More teachers taking the online route for supplies

San Gabriel Valley Tribune (West Covina, CA)
September 11, 2008
by Emma Gallegos, Staff Writer

Teachers often find themselves doing extra credit – applying for grants, wooing donors and, often, reaching into their own pockets – to fill the gap between their budgets and their wishlists for their classroom supplies. And, increasingly, they’re going online to fill that gap.

Pene Tackaberry, a kindergarten teacher at San Jose-Edison Academy in West Covina, said she normally spends between $1,000 and $2,000 out-of-pocket each year on supplies in her classroom.

But this year, she had a little help. She started this September with new art supplies donated by Heartland Hospice Care in West Covina, thanks to a San Diego-based nonprofit iLoveSchools.com.

Her principal, Dr. Denise Patton, didn’t tell Tackaberry about the site, but Patton said that she’s not surprised. At her charter school, she tries to make sure everyone at her school “speaks technology as a second language.”

They make regular use of Web sites such as the National Charter School Clearinghouse to find grants, and they encourage parents to use online search engines that earn money for their school.
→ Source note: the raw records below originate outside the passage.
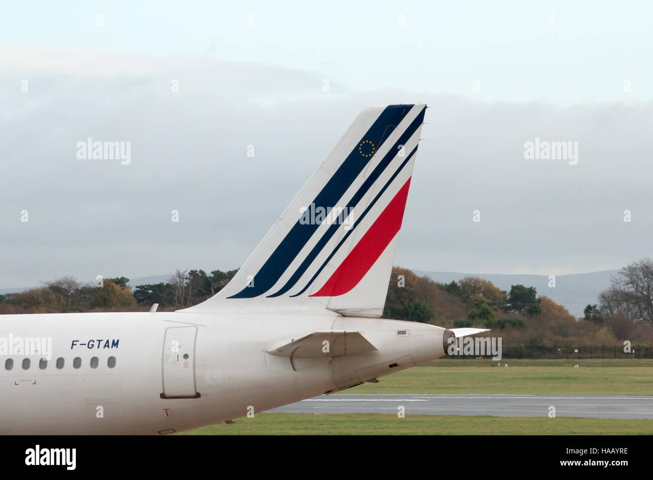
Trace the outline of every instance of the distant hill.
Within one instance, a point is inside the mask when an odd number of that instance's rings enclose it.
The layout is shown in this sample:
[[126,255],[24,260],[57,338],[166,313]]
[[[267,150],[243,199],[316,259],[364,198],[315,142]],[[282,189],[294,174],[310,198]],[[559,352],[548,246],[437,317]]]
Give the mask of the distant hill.
[[[170,278],[170,274],[168,275],[153,275],[150,277],[139,277],[138,278],[131,278],[129,279],[129,285],[132,286],[132,290],[133,287],[138,285],[148,285],[152,283],[160,283],[163,282],[164,283],[167,283],[168,280]],[[38,287],[18,287],[16,288],[10,289],[0,289],[0,295],[6,293],[16,293],[18,292],[24,292],[25,290],[29,290],[30,289],[39,288],[39,287],[42,287],[43,285],[39,285]]]
[[[502,275],[499,274],[463,274],[457,272],[424,272],[413,270],[417,275],[428,276],[441,283],[458,281],[466,276],[479,277],[489,280],[502,290],[509,291],[511,285],[521,283],[527,287],[535,287],[539,295],[546,295],[554,302],[565,307],[575,317],[582,317],[582,311],[588,304],[598,303],[599,294],[610,286],[610,279],[618,270],[607,270],[587,274],[559,275],[556,276],[556,287],[549,287],[549,277],[545,275]],[[168,275],[154,275],[149,277],[132,278],[132,287],[147,283],[166,283]],[[14,293],[36,287],[0,289],[0,295]]]
[[607,270],[587,274],[556,275],[555,288],[549,288],[549,277],[545,275],[503,275],[500,274],[463,274],[457,272],[424,272],[413,270],[417,275],[429,277],[441,283],[458,281],[466,276],[489,280],[502,290],[510,291],[511,285],[522,284],[535,287],[538,295],[546,295],[556,303],[564,305],[575,317],[582,317],[588,304],[598,303],[599,294],[610,286],[610,279],[618,270]]

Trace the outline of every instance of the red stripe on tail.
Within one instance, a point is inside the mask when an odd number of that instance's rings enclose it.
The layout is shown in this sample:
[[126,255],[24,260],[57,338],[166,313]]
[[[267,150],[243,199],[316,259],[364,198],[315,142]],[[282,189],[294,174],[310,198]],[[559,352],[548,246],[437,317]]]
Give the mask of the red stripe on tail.
[[338,296],[358,284],[402,227],[410,180],[397,192],[319,291],[310,296]]

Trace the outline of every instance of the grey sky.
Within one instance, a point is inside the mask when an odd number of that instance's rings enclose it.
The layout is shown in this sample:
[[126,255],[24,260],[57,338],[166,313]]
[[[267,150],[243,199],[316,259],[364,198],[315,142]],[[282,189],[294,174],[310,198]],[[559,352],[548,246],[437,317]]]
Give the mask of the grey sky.
[[[396,264],[560,275],[651,255],[653,39],[640,7],[413,5],[400,27],[392,3],[340,16],[330,3],[321,20],[255,4],[89,5],[0,20],[0,288],[238,267],[358,111],[416,101],[431,108]],[[368,14],[374,26],[351,20]],[[88,137],[131,142],[131,164],[78,159]],[[578,142],[578,164],[524,159],[535,137]]]

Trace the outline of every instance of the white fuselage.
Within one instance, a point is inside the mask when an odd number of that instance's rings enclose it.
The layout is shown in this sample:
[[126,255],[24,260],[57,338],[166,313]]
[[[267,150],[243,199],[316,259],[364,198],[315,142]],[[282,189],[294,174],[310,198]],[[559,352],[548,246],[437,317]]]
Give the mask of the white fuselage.
[[[325,330],[360,332],[378,351],[311,359],[266,351]],[[2,315],[0,338],[50,338],[52,351],[46,364],[24,349],[0,355],[0,434],[156,434],[223,422],[442,357],[443,331],[336,314]]]

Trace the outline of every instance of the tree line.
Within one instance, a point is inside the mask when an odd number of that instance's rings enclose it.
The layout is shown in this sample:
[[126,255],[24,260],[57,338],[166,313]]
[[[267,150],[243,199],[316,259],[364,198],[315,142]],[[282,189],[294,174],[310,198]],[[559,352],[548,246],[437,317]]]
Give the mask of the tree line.
[[219,292],[237,270],[175,270],[167,282],[138,285],[127,277],[102,279],[99,285],[64,276],[24,292],[0,295],[0,313],[131,312],[157,303],[162,310],[195,305]]

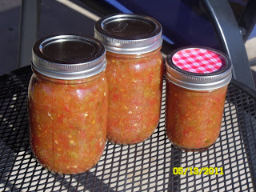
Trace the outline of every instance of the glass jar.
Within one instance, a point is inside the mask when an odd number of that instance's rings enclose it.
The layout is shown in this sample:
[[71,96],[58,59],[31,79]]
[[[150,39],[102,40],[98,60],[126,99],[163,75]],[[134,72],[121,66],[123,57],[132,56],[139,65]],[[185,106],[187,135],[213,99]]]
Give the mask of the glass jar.
[[94,34],[107,50],[107,138],[118,144],[143,142],[160,118],[162,26],[149,17],[115,14],[98,20]]
[[60,174],[78,174],[100,159],[106,138],[108,87],[104,46],[51,36],[33,47],[28,111],[31,149]]
[[197,151],[215,142],[231,68],[226,55],[210,48],[182,48],[167,56],[166,130],[174,146]]

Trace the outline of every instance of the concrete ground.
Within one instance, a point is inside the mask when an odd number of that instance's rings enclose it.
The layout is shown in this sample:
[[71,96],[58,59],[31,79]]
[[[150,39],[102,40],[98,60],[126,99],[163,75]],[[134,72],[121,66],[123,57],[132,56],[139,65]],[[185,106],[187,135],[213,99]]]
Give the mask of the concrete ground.
[[[72,2],[78,6],[74,7],[74,7],[64,5],[64,2],[69,1],[42,1],[38,38],[60,33],[93,37],[95,19],[88,18],[83,14],[84,10],[81,7],[85,6],[79,0],[73,0]],[[0,75],[14,70],[18,66],[21,3],[22,0],[0,0]],[[256,27],[252,34],[246,42],[246,48],[256,82]]]

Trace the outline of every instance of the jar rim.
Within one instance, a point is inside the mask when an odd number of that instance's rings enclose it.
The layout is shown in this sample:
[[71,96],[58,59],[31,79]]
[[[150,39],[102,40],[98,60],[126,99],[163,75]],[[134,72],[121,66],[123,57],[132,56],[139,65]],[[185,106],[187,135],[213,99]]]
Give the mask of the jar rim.
[[162,43],[162,26],[156,19],[135,14],[118,14],[102,18],[95,23],[94,38],[106,50],[136,54],[150,52]]
[[104,70],[106,66],[104,45],[87,36],[50,35],[38,40],[32,49],[32,68],[50,78],[88,78]]
[[[198,74],[184,70],[177,66],[173,61],[174,55],[180,50],[188,49],[203,49],[212,51],[223,58],[222,66],[214,72]],[[181,87],[194,90],[215,90],[227,85],[232,78],[232,66],[228,56],[225,54],[208,47],[187,46],[172,51],[166,60],[166,77],[168,80]]]

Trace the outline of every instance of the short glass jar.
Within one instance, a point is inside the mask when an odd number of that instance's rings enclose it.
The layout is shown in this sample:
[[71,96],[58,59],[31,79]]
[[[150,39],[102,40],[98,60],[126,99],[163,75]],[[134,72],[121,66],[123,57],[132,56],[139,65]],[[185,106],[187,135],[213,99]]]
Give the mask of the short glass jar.
[[114,14],[96,22],[94,37],[106,49],[107,138],[118,144],[143,142],[160,118],[162,26],[150,17]]
[[186,150],[208,149],[222,124],[231,64],[210,48],[186,47],[166,58],[166,130]]
[[38,161],[78,174],[100,159],[106,138],[106,51],[96,39],[50,36],[33,47],[28,90],[30,145]]

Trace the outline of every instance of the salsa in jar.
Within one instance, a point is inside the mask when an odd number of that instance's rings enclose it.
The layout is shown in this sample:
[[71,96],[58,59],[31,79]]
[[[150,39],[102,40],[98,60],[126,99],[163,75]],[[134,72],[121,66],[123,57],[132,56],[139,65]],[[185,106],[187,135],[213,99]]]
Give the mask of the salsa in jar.
[[138,14],[116,14],[96,22],[95,38],[107,50],[106,133],[113,143],[143,142],[158,125],[163,78],[161,34],[158,22]]
[[105,48],[96,39],[51,36],[34,46],[28,90],[30,146],[49,170],[78,174],[100,159],[106,138],[105,67]]
[[222,124],[231,65],[223,54],[190,47],[166,58],[166,130],[174,146],[208,149]]

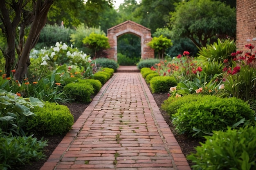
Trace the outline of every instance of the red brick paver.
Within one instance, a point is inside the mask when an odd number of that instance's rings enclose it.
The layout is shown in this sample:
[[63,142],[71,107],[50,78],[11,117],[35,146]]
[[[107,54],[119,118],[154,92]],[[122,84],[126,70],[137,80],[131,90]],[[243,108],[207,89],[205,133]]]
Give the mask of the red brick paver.
[[40,170],[190,170],[141,75],[116,73]]

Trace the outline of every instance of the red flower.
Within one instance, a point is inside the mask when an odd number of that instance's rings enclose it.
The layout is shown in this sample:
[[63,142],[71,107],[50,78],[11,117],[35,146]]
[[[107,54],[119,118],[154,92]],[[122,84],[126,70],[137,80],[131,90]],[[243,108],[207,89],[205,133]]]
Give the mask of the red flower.
[[228,62],[229,62],[229,60],[227,59],[225,59],[224,60],[224,61],[223,61],[223,62],[224,63],[227,63]]
[[189,55],[189,52],[187,51],[184,51],[183,52],[183,55]]
[[246,49],[253,49],[255,47],[254,46],[252,45],[251,44],[246,44],[245,46]]

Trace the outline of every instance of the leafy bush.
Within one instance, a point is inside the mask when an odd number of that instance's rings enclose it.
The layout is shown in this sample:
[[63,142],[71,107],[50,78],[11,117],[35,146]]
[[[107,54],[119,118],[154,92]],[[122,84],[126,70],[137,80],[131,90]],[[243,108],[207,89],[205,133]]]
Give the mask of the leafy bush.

“In the old days … it was a tedious process,” Patton said. “But with the Internet, it’s all at your fingertips.”

Charter schools have a special incentive to make use of resources increasingly available online – they are at risk of losing their charters if they don’t stay financially solvent. But they aren’t the only ones taking advantage of the Internet.

More and more, teachers are logging on to sites like iLoveSchools.com and DonorsChoose.org to request basics like construction paper and markers, as well as high-tech, high-priced items such as DVD players and camcorders.

Julie Serna, a first-grade teacher at Monte Vista in West Covina, said she heard about iLoveSchools.com at a staff meeting a few years ago. She logged on and registered, and one day she received a check in the mail from an association of retired teachers she had never met to purchase binders for her students’ writing portfolios.

Serna’s experience is typical. Jerry Hall, founder of iLoveSchools.com, describes his Web site as a kind of bulletin board, where donors can find teachers’ wishlists.

In the San Gabriel Valley, iLoveSchools.com has really taken off in the San Gabriel Valley – especially in West Covina where 110 out of 953 teachers have registered.

But Hall said the current version of the site is only the beginning. At the end of the month, he will be re-launching his five-year-old Web site to accomodate the demands of – not teachers, surprisingly – but donors. Hall said they are clamoring for a site that is easier to search and allows them to offer supplies they might already have, instead of seeking out teachers who might need what they have.

Until then, grant mavens like Yumi Nakatani, who teaches sixth-grade math at Edgewood Middle school, will keep on doing what she’s done best for as long as she’s taught.

As more nonprofits and grants migrate online or become more accessible by simple Google searches, she has moved online, too. But mostly, Nakatani said she regularly pores through fliers in her mailbox to find out about different foundations and grants that might improve her students’ learning experience.

Nakatani said it takes a lot of extra time out of her normal teaching schedule, but she said it goes with the territory: “As teachers, our professional and private lives are kind of mixed up.”